Which they did, leaving all their gear to be gathered tomorrow. As they walked away, Karp noticed Lucy flip aside a bat-sized length of driftwood. She had been going to wade in with that if the bunch of them had jumped me, he thought with a shock. He didn't know whether to be ashamed or proud.
4
"What's wrong with you, now?" asked Marlene unsympathetically. She was bustling around the kitchen, fully dressed, having already done an hour or so of work. He was elbowing at the table, robed, unshaven, grainy-eyed, head on fist, eyeing a bowl full of raisin bran and wondering whether to make the irrevocable commitment to pour milk in it.
"I'm crapulous without having been gloriously drunk," said Karp. "It's unfair. And if you want to know, I'm feeling unmanly."
"Oh, yeah, what a pussy! You didn't coldcock a helpless drunk. I've lost all my respect for you."
"Real men drink themselves into oblivion when they have a problem and take it out on bystanders."
"When life hands you a lemon, make lemonade," said Marlene, who was in fact making lemonade and handed him a lemon to demonstrate.
"Thank you," he said, and mimed an epiphany. "Gosh, I think… I finally understand that saying."

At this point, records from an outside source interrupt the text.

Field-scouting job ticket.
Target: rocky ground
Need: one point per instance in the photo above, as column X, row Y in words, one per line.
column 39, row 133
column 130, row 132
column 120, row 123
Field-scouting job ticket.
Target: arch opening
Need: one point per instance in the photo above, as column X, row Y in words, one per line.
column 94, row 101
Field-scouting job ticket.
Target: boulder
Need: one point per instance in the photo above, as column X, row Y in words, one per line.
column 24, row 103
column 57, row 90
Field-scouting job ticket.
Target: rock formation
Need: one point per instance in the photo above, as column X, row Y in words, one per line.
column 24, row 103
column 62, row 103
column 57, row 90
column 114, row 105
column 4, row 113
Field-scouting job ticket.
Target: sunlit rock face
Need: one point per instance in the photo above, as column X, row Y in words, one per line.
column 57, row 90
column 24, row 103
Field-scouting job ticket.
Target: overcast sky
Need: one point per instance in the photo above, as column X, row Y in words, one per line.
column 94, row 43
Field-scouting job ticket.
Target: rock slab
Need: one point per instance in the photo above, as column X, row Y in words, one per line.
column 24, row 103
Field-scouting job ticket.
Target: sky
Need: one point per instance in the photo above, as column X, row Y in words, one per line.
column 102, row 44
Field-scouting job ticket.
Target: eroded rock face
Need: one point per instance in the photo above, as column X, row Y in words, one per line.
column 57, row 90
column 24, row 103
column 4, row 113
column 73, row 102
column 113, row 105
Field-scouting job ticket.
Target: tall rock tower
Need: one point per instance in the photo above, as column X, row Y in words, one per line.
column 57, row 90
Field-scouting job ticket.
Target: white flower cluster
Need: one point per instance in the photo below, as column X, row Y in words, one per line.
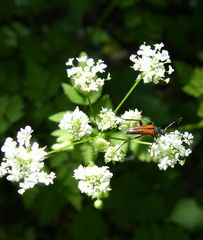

"Good. Now cheer up. It's a nice day, you're on vacation, so vacate!"
"Even though we have a dual system of criminal justice, one for the rich and one for the poor?"
She stopped her squeezing and turned to face him, hands on hips. "Oh, please! You're not telling me he got to you with that drunken ramble?"
"But it's true. I got up this morning and I was thinking obsessively about the congressman, how to get him, strategies, how to slowly weave the web, laws I could use, pressures I could put… and then it hit me-okay, let's say I do get him. Realistically, the best outcome is, he does eighteen months, most in a minimum security prison, and then a halfway house. Then he runs again as a victim of racism and takes 80 percent of the vote. I mean, what's the point?"
The answer (if she knew it) did not come then, for the screen door crashed open and Giancarlo burst in. He grabbed two doughnuts from a box on the table and announced, "Zak shot a crow. We're going to nail it to the barn."
"No, you are not," said the mother.
"Yes, Dan Heeney says that's what they do in West Virginia."
"Fine, if you're ever in West Virginia, you can nail all the crows you want, but not here."
Giancarlo snatched up a table knife and stabbed it into Karp's bowl several times, while laughing maniacally.
"What are you doing?" cried Karp. "Stop that!"
"Guess what I am, Dad."
"An idiot?"
"No, a cereal killer. Mom, can we tape the crow up?"
"Get out of my sight! Shoo!" Marlene yelled. The boy departed, hooting.
"He took the last two chocolate doughnuts," Karp said. "Two, not one."